Akhirnya, terkumpul 15 ibu-ibu muda. Mereka bergotong royong membuat abon lele di rumah Nining, yang sekaligus dijadikan dapur. "Awalnya, lele-lele itu masih dikonsumsi untuk diri sendiri. Akhirnya, terpikir untuk menjualnya sebagai oleh-oleh khas Boyolali."
Februari 2007, Nining dan kelompoknya menjalankan usaha abon lele secara profesional. "Kebetulan saat itu ada kunjungan Pak SBY ke Boyolali. Nah, sebelumnya saya sudah bikin kemasan yang menarik dan usaha ini juga sudah ada izin resmi. Akhirnya, abon lele ini bisa jadi oleh-oleh para menteri yang mengikuti kunjungan Pak SBY ke Boyolali," jelas Nining yang memberi nama label Karmina, sesuai nama kelompok ibu-ibu, Karya Mina.
Kini, dalam seminggu Nining perlu minimal 280 kg lele segar. Dari bahan itu ia bisa mendapatkan sekitar 80 kg abon lele. "Kalau dari bahan baku, sih, cukup melimpah. Yang jadi kendala itu pemasaran," jelas Nining yang mengaku masih banyak masyarakat yang jijik makan lele. "Padahal lele di sini, pakannya dari pelet, bukan kotoran manusia."

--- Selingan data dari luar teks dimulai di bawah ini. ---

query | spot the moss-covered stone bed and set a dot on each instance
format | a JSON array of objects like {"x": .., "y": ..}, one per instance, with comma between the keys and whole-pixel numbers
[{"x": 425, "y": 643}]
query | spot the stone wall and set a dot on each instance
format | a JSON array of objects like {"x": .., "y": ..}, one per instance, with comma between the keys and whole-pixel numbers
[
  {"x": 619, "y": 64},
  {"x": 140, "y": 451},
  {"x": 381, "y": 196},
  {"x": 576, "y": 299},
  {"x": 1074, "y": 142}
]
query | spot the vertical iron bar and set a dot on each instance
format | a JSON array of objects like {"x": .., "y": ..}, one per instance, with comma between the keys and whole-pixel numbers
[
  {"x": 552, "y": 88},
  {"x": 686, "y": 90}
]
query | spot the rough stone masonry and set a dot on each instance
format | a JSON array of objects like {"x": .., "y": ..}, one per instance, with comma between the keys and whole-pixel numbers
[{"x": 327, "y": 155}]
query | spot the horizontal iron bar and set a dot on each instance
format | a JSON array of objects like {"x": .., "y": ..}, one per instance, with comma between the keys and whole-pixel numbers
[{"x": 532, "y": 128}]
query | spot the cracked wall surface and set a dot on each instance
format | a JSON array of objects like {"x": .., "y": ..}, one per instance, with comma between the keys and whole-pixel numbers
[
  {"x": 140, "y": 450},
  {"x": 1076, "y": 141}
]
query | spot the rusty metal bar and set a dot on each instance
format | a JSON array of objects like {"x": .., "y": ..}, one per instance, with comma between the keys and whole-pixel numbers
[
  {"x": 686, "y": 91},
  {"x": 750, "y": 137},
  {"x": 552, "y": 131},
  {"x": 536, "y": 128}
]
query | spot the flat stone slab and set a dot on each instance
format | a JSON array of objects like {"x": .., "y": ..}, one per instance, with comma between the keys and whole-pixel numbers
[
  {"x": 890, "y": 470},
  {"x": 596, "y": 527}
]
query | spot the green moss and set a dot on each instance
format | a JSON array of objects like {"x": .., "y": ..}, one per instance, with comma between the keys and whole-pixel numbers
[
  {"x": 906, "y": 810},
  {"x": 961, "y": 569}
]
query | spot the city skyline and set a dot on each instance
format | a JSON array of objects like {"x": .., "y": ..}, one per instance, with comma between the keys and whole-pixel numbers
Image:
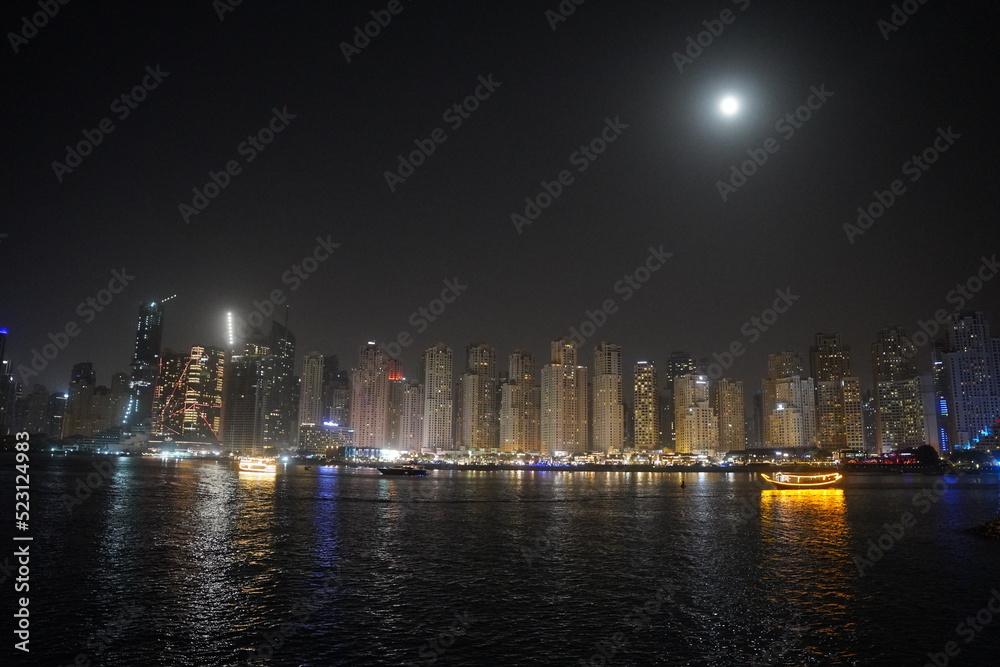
[{"x": 356, "y": 260}]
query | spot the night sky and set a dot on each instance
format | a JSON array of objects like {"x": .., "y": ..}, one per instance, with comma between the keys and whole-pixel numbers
[{"x": 655, "y": 184}]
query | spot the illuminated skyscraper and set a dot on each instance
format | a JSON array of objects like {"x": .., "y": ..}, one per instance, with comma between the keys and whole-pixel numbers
[
  {"x": 311, "y": 390},
  {"x": 971, "y": 378},
  {"x": 145, "y": 364},
  {"x": 679, "y": 363},
  {"x": 608, "y": 408},
  {"x": 480, "y": 422},
  {"x": 8, "y": 387},
  {"x": 899, "y": 415},
  {"x": 942, "y": 388},
  {"x": 789, "y": 403},
  {"x": 647, "y": 407},
  {"x": 80, "y": 418},
  {"x": 727, "y": 403},
  {"x": 189, "y": 392},
  {"x": 697, "y": 424},
  {"x": 838, "y": 394},
  {"x": 406, "y": 414},
  {"x": 370, "y": 398},
  {"x": 519, "y": 405},
  {"x": 565, "y": 397},
  {"x": 437, "y": 372},
  {"x": 119, "y": 398},
  {"x": 245, "y": 398},
  {"x": 281, "y": 419}
]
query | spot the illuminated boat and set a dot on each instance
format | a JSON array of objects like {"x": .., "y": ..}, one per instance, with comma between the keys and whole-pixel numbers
[
  {"x": 409, "y": 471},
  {"x": 787, "y": 480},
  {"x": 258, "y": 465}
]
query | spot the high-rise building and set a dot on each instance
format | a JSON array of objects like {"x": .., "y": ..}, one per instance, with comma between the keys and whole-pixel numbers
[
  {"x": 244, "y": 403},
  {"x": 789, "y": 403},
  {"x": 281, "y": 418},
  {"x": 336, "y": 393},
  {"x": 565, "y": 398},
  {"x": 406, "y": 414},
  {"x": 189, "y": 392},
  {"x": 870, "y": 420},
  {"x": 438, "y": 405},
  {"x": 972, "y": 379},
  {"x": 145, "y": 364},
  {"x": 480, "y": 422},
  {"x": 899, "y": 411},
  {"x": 727, "y": 402},
  {"x": 370, "y": 398},
  {"x": 119, "y": 398},
  {"x": 757, "y": 423},
  {"x": 8, "y": 387},
  {"x": 646, "y": 397},
  {"x": 311, "y": 390},
  {"x": 81, "y": 418},
  {"x": 838, "y": 394},
  {"x": 939, "y": 378},
  {"x": 608, "y": 410},
  {"x": 519, "y": 405},
  {"x": 829, "y": 358},
  {"x": 678, "y": 363},
  {"x": 36, "y": 411},
  {"x": 57, "y": 413},
  {"x": 696, "y": 421}
]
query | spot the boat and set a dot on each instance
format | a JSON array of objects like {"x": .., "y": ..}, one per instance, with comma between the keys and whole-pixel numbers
[
  {"x": 267, "y": 466},
  {"x": 788, "y": 480},
  {"x": 409, "y": 471}
]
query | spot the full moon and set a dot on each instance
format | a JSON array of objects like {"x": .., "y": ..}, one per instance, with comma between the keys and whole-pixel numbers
[{"x": 729, "y": 105}]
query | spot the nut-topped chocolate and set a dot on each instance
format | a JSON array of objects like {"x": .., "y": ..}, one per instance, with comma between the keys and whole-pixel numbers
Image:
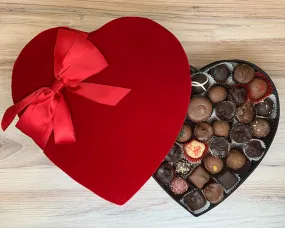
[
  {"x": 199, "y": 110},
  {"x": 243, "y": 73}
]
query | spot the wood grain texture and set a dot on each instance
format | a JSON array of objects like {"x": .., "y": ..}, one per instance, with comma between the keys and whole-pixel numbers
[{"x": 34, "y": 193}]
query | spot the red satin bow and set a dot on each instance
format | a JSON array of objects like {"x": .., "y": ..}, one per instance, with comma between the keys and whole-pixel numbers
[{"x": 75, "y": 59}]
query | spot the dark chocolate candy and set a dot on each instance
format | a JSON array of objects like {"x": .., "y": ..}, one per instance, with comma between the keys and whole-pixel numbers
[
  {"x": 194, "y": 200},
  {"x": 241, "y": 133},
  {"x": 227, "y": 179},
  {"x": 219, "y": 147},
  {"x": 245, "y": 113},
  {"x": 164, "y": 174},
  {"x": 203, "y": 131},
  {"x": 220, "y": 73},
  {"x": 199, "y": 177},
  {"x": 199, "y": 109},
  {"x": 200, "y": 83},
  {"x": 217, "y": 94},
  {"x": 243, "y": 73},
  {"x": 257, "y": 88},
  {"x": 225, "y": 110},
  {"x": 237, "y": 94},
  {"x": 214, "y": 193},
  {"x": 264, "y": 108},
  {"x": 254, "y": 149},
  {"x": 174, "y": 154},
  {"x": 260, "y": 127}
]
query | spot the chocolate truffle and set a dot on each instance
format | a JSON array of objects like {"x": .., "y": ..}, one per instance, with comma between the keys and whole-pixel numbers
[
  {"x": 214, "y": 193},
  {"x": 203, "y": 131},
  {"x": 245, "y": 113},
  {"x": 178, "y": 186},
  {"x": 183, "y": 167},
  {"x": 241, "y": 133},
  {"x": 200, "y": 83},
  {"x": 194, "y": 200},
  {"x": 237, "y": 94},
  {"x": 199, "y": 110},
  {"x": 225, "y": 110},
  {"x": 213, "y": 164},
  {"x": 260, "y": 127},
  {"x": 228, "y": 180},
  {"x": 194, "y": 150},
  {"x": 164, "y": 174},
  {"x": 184, "y": 134},
  {"x": 219, "y": 147},
  {"x": 243, "y": 73},
  {"x": 257, "y": 88},
  {"x": 235, "y": 159},
  {"x": 220, "y": 73},
  {"x": 217, "y": 94},
  {"x": 221, "y": 128},
  {"x": 254, "y": 149},
  {"x": 174, "y": 154},
  {"x": 199, "y": 177},
  {"x": 264, "y": 108}
]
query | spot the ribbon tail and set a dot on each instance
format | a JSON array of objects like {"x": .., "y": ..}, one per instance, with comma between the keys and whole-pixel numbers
[
  {"x": 12, "y": 111},
  {"x": 103, "y": 94},
  {"x": 62, "y": 123}
]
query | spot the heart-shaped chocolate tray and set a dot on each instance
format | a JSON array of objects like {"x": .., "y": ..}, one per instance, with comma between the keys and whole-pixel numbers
[{"x": 199, "y": 174}]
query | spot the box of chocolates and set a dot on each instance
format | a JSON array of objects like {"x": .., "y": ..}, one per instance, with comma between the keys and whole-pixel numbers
[{"x": 230, "y": 124}]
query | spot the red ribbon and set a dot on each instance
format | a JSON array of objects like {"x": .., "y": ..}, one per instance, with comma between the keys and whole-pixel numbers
[{"x": 75, "y": 59}]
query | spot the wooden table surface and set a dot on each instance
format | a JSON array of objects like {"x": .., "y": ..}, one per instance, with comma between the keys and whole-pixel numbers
[{"x": 34, "y": 193}]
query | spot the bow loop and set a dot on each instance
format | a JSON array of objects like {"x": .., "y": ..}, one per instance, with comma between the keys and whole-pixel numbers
[{"x": 46, "y": 110}]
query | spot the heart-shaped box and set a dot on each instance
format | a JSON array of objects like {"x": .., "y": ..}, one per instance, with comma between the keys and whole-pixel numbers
[
  {"x": 113, "y": 141},
  {"x": 201, "y": 186}
]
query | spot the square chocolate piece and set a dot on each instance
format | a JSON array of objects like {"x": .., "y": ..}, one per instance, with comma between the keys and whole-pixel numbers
[
  {"x": 194, "y": 200},
  {"x": 199, "y": 177},
  {"x": 227, "y": 180}
]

Abon lele saat ini sudah menjadi salah satu makanan khas Boyolali. "Bahkan, sekarang ini kalau ada tamu dari Jakarta ke Pemda Boyolali, mereka pesan abon lele. Selain diajadikan oleh-oleh, juga sebagai teman makan jadah (uli, Red.). Jadah dan abon lele sudah jadi pasangan yang serasi."